A planning application by Turley Design on behalf of the Emmeline Pankhurst Statue Project has been submitted to Manchester City council, detailing the proposals for a bronze statue, 25% larger than life size, surrounded by a low-level Portland stone meeting circle.
The statue is planned for where the square meets the junction of Dickinson Street and Back George Street.
The opening of the stone statue will face the Free Trade Hall, where the first public meeting on the subject of women’s suffrage took place in 1868.
The proposals stem from an initiative known as the WoManchester statue project, a campaign which aimed to raise the profile and celebrate the role that women have played in the city.
WoManchester started with a long list of 20 women who have made a significant contribution to the city, announced in May 2015.
From a shortlist, Emmeline Pankhurst was chosen by a public vote as the figure who should be represented in a statue.
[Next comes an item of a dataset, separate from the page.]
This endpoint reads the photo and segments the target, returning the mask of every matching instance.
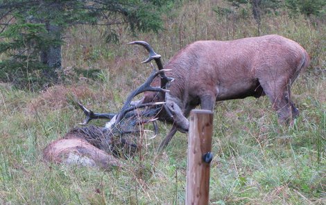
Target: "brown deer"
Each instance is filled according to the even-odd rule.
[[[157,118],[173,126],[160,148],[167,145],[177,130],[187,131],[189,123],[185,117],[199,105],[203,109],[213,110],[216,101],[266,95],[281,123],[299,114],[292,102],[290,87],[308,66],[309,57],[293,40],[269,35],[232,41],[195,42],[174,55],[164,68],[161,56],[148,43],[130,44],[141,45],[149,52],[144,62],[155,60],[159,70],[169,70],[152,84],[160,83],[169,92],[146,91],[140,100],[132,102],[166,102]],[[182,114],[175,110],[181,110]]]
[[[134,138],[134,134],[139,134],[144,131],[139,130],[139,127],[142,127],[139,125],[153,122],[156,134],[157,126],[155,116],[162,109],[162,105],[165,104],[151,102],[130,105],[132,99],[144,91],[168,91],[151,86],[155,77],[164,71],[153,71],[145,83],[128,96],[118,114],[93,113],[78,102],[79,107],[87,116],[83,125],[87,124],[92,118],[110,119],[110,122],[103,127],[91,125],[72,129],[62,139],[51,142],[44,149],[44,159],[57,163],[78,164],[105,169],[112,166],[123,166],[123,163],[114,157],[120,155],[121,151],[126,151],[131,154],[137,151],[137,145],[132,143],[132,138]],[[181,111],[179,112],[180,113],[177,115],[182,116]],[[187,122],[185,118],[184,121]],[[131,137],[126,139],[126,136],[128,135],[131,135]]]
This prompted a design competition with a shortlist of six sculptors. The winning design was Rise Up, Women! by sculptor Hazel Reeves, selected in April this year.
The group is currently fundraising for the £150,000 cost to create to sculpture, with a target of having the figure installed in time for International Women’s Day 2019. The figure would be only the second statue of a woman in Manchester, the first being Queen Victoria in Piccadilly Gardens.
According to the design statement prepared for the application, “the statue’s pose has been designed to convey Emmeline’s spirit and to inspire women today to use their vote and fight for their rights. Emmeline is captured in a moment of impassioned speech, arm outstretched towards the crowd.
“The domestic chair is practical. Suffragettes had to use anything they could lay their hands on in order to be seen and heard. But there is also a symbolism in bringing an ordinary domestic object into the public sphere for political purposes.”